But first, I need to get our community base map updated, and that’s been one detour after another it seems.  An innocent-sounding reviewer request to straighten out our parks has led to a months-long campaign of updating shoreline, lower-low water inundation, the judicious trimming of private parcels at the high water line, the representation of park lands both named and parceled as well as public access spaces in the intertidal reaches, and more.  That more has involved a serious effort to accurately represent our marsh lands in terms of tidal channels, mud flats, and vascular marsh vegetation—all of it based on aerial photography and much of it derived from our latest National Agricultural Imagery Program (NAIP) 1-meter 4-band imagery, which has proven very high quality both in spatial edge content as well as dynamic range of lighting.  Marsh features both current and fading in less-than-vigorously reclaimed land have been given much attention.  The details are covering the Petaluma River marsh (downstream of the outflow of San Antonio Creek waters into the Petaluma River) and the Petaluma River banks.

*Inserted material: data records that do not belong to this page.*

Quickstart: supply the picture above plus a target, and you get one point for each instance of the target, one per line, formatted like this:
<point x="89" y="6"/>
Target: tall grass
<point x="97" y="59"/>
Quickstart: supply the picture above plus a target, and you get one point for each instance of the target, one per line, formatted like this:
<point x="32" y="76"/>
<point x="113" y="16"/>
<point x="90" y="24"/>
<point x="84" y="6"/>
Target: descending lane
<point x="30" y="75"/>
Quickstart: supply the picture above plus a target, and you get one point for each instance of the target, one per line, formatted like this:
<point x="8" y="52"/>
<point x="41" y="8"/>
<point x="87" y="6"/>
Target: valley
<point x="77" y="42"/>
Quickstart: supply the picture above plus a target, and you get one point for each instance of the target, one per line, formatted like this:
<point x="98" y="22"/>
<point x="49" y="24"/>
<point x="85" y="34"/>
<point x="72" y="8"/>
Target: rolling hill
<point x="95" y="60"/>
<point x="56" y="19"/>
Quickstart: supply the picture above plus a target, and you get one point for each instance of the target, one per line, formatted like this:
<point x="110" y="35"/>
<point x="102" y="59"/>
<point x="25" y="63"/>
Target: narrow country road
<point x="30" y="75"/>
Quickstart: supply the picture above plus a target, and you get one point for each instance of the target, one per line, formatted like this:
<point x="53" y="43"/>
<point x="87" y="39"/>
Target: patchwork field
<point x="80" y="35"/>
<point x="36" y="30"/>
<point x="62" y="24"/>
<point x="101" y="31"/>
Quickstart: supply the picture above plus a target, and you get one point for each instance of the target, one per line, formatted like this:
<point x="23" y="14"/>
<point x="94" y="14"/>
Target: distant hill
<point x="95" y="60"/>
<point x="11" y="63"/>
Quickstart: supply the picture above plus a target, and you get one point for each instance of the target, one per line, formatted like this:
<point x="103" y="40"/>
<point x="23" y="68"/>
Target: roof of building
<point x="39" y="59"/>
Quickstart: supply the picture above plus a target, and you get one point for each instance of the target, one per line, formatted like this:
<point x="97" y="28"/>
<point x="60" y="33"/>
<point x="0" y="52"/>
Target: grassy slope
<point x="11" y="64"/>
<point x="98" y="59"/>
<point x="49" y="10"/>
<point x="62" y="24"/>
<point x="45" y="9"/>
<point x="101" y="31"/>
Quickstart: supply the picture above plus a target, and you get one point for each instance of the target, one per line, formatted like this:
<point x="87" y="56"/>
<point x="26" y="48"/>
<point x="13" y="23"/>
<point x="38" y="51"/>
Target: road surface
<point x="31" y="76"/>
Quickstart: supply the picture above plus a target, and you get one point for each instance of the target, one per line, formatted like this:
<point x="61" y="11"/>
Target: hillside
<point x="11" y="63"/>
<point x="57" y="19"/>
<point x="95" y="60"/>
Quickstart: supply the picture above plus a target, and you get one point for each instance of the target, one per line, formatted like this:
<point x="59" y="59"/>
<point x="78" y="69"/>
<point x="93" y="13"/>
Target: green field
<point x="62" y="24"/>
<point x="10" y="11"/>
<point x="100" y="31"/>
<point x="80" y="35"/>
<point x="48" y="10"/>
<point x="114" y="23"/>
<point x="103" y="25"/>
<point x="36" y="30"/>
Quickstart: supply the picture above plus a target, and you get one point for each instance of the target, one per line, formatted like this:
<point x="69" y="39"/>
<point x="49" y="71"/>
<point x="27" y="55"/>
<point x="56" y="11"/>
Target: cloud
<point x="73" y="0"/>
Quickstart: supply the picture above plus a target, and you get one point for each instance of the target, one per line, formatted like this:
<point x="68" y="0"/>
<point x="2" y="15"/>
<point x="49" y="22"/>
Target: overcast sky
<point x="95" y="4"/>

But that led to the latest  detour: those massive steel lattice towers that support electrical transmission lines.  They’re actually very significant landmarks, as well as eminently mappable features.  They were easy, but led to harder stuff: the sub-transmission network.  It’s like you start out with the easy 240 kV lines, and then come back for more.  One day it’s just a few big towers, and then the next thing you know, one’s back for 120 kV, and maybe 64 kV and 32 kV rural lines too.  You know it’s bad when you can’t stop and you just want to locate a few more poles to make it to the next county line…  And then one day you wake up and it’s been 10,000 poles.  ;^)

Anyhow, as a result of what began as a mappable affront to wetland areas, tidal marshes in particular, has now turned into a draft electrical transmission and sub-transmission (not single-house distribution) network feature class.  Turns out that the NAIP 2010 imagery, together with 10cm imagery from 2004 in the urban areas and various 30cm sources in other areas and years has been quite enough to dial in  public utility assets, frequently constructed in public rights-of-way, extracted using basic geospatial intellgence techniques applied to publicly available imagery resources.  The catalyst has been the evolved Google Maps MapsGL viewer engine.

I’ve only started to use MapsGL intensively in the past 10 days or so, but it is astoundingly well integrated.  Right now, I have the sense that there is nothing else quite like it out there for public use.  The interface experience was very different at once, and the viewer actually suggested that I try it when I was very actively moving between 2D map view and Street View, using the mouse wheel.  When I switched over to the new viewer, I was very pleasantly shocked.  The 2D “satellite” view, the “45-degree” views, and Street View were all smoothly mediated by a 3D model textured with imagery from the 45-degree views—using features from the Google Earth plugin.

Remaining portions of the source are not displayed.